Asylum seekers living at a new refugee camp in Lesbos, which was built by the Greek army on a former military shooting range following the burning of Moria last month, could be at serious risk of lead poisoning.
Camp residents have documented finding bullet casings, shrapnel, and other forms of used ammunition scattered around the camp in Kara Tepe, which is built on grounds which were for decades used by Greek soldiers for firing practice and training.
Humanitarian organisations on the ground said authorities have attempted to clean up the detritus with metal detectors, but only after refugees moved to the site.
“A few days ago, I found three bullets next to my tent where I sleep,” said a 25-year-old Afghan refugee, who requested anonymity.

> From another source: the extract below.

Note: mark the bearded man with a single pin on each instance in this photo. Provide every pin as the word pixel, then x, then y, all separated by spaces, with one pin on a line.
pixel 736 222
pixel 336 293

Al Jazeera has several photos taken by refugees at the camp of used bullets and ammunition.
Toxicology experts have warned that the site could pose a serious health risk, even if all the bullets were removed due to invisible residue.
“It’s not just the bullets themselves, but the fragments of dust that sit in the atmosphere,” said Alastair Hay, professor of environmental toxicology at the Leeds Institute of Genetics, Health and Therapeutics.
Hay called for testing to be carried out immediately on the site and blood samples taken from child refugees that have been living on it.
“Shooting ranges are well-recognised sites of higher lead concentrations,” he said. “Lead degrades very slowly so sites can be dangerous for decades, even longer, and the damaging impact of lead is irrefutable.”
In adults, lead exposure can cause long-term harm including kidney damage, high blood pressure and miscarriage; in children, lead attacks the brain and central nervous system to cause convulsions, comas and death, according to the World Health Organization.
The Greek Ministry of Migration and Asylum confirmed that until earlier this year, the Kara Tepe site had been an active military shooting range.
According to the latest figures, there are currently 8,630 refugees, including significant numbers of women and children, living on the site, which was set up in less than a week.
Greece is facing mounting accusations of mishandling the refugee crisis, including reports of illegal “pushbacks” of refugees at sea, terrible living conditions in camps and violations of asylum law.
Stella Nanou, the Greek representative for the UN refugee agency (UNHCR), which supports Greek authorities on Kara Tepe, was concerned about conditions.
“The safety of the site, in relation to both its location close to the sea and its use as a former military shooting range, has been an issue of concern and UNHCR, as well as other organisations, have raised this with the responsible Greek Ministry of Migration and Asylum,” said Nanou.
The United Nations was previously embroiled in criticism over lead poisoning that caused seizures and brain damage in child refugees at a UN-run camp in Kosovo, after the end of the war in 1999, which was near an industrial mine.
“It’s really concerning,” said Katharina Rall, a researcher at Human Rights Watch, who worked on reports into the Kosovo contamination. “The risks of lead exposure are so well known. They are knowingly putting people in serious danger, particularly small children and pregnant women.”
Alexandros Ragavas, a spokesperson for the migration ministry, denied claims that Kara Tepe was cleared after the refugees had moved in.
“It was cleared before with metal detectors,” he said. “All the necessary actions to ensure the environmental, health, and infrastructure conditions are safe have been clearly taken.”
Pavlos Kapantais reported from Athens.